Parsing a JSON String recursively in a BFS style.
Daniel Marinho
Posted on February 3, 2024
This week I had to face a rather peculiar challenge, not because of the context it was embedded in, but because the insight for solving the problem ended up arising from memories of college days in data structure classes (which made me rethink some fallacies). 😁
Context 📝
Here's the deal: In a bank where message events were stored in JSONB format (Postgres), there were several messages saved as text; basically, a JSON String. The problem is that in this format, you can't take advantage of Postgres to index these messages or perform operations on them as if they were objects, for example:
--- events.data:
--- "{\"user\": { "\name\": \"daniel\", \"age\": \"30ish\" }}"
SELECT data FROM "events" WHERE data->'user'->>'name' = 'daniel';
The scenario above simply won't work because the information that should be JSONB is stored as text. To make matters worse, to make this work, I would have to iterate over this text by applying a "regex" to it, which is a terrible idea:
--- events.data:
--- "{\"user\": { "\name\": \"daniel\", \"age\": \"30ish\" }}"

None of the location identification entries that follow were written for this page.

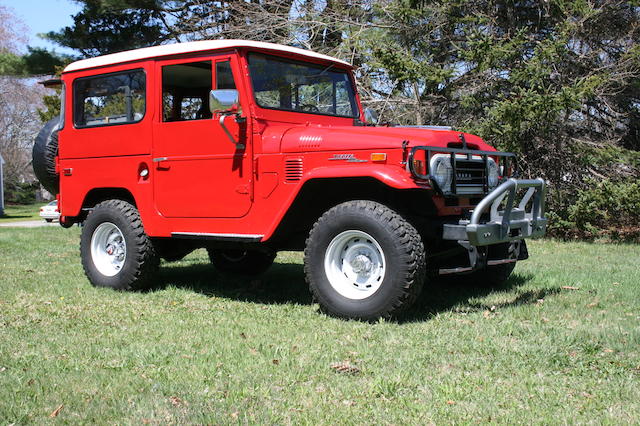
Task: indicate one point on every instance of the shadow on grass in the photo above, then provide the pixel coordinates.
(284, 283)
(15, 216)
(447, 295)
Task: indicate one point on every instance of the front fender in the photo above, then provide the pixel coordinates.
(394, 177)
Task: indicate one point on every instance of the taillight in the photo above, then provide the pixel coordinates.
(419, 167)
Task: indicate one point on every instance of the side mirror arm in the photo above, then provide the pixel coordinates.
(226, 130)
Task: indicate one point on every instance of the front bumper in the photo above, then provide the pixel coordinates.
(490, 225)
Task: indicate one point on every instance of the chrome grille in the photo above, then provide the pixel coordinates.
(470, 176)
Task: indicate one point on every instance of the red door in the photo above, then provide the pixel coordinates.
(199, 172)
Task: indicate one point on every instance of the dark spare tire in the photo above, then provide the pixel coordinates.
(45, 150)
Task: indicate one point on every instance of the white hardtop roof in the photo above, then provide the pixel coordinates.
(189, 47)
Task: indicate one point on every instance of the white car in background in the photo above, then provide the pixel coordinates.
(50, 211)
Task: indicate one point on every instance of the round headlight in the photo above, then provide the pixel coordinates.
(440, 167)
(493, 173)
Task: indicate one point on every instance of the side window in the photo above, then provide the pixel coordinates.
(224, 76)
(106, 99)
(185, 91)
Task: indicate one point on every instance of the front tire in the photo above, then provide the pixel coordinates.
(114, 248)
(364, 261)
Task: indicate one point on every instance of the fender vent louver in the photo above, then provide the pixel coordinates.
(293, 169)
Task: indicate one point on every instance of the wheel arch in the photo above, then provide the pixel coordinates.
(317, 195)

SELECT data FROM "events" WHERE data::TEXT LIKE '%daniel%';
There are millions of complications and flaws in this model that I don't even know where to begin. To make matters worse, there are event records where there were several layers of string escaping, for example:
--- events.data:
--- "{\"user\": { \"name\": \"daniel\", \"age\": \"30ish\", \"address\": \"{ \\\"street\\\": \\\"some avenue\\\", \\\"number\\\": \\\"007\\\", \\\"state\\\": \\\"my precious state\\\" }\" }}"
As you descended another level within the object, more string escapes would exist. 😱
The Pseudo Solution 🐛
At first, the solution I had in mind was simple. I knew I could set up a small JavaScript routine to use JSON decoding natively and get an object in the end:
const jsonString = "{\"user\": { \"name\": \"daniel\", \"age\": \"30ish\", \"address\": \"{ \\\"street\\\": \\\"some avenue\\\", \\\"number\\\": \\\"007\\\", \\\"state\\\": \\\"my precious state\\\" }\" }}";
const jsonObject = JSON.parse(jsonString);
console.log(jsonObject);
/**
*{
* user: {
* "name": "daniel",
* "age": "30ish",
* "address": "{
* \"street\": \"some avenue\",
* \"number\": \"007\",
* \"state\": \"my precious state\"
* }"
* }
*}
**/
Using this approach, I could only solve the problem of the first layer. From the second layer onwards, the data would still not be in the object format I needed. I would have to do the process again, and again for each key, where the value persisted as a string.
Dividing the Problem 🧩
At first, I needed to break this problem into smaller things, starting with converting a string to an object, considering 2 possible scenarios:
The JSON could have undergone only one conversion to String, which would simplify our process to just reversing the method, applying JSON.parse()
.
The JSON could have undergone numerous conversion processes to String, making things a bit more complicated: I would need to convert the string N times until it became an object.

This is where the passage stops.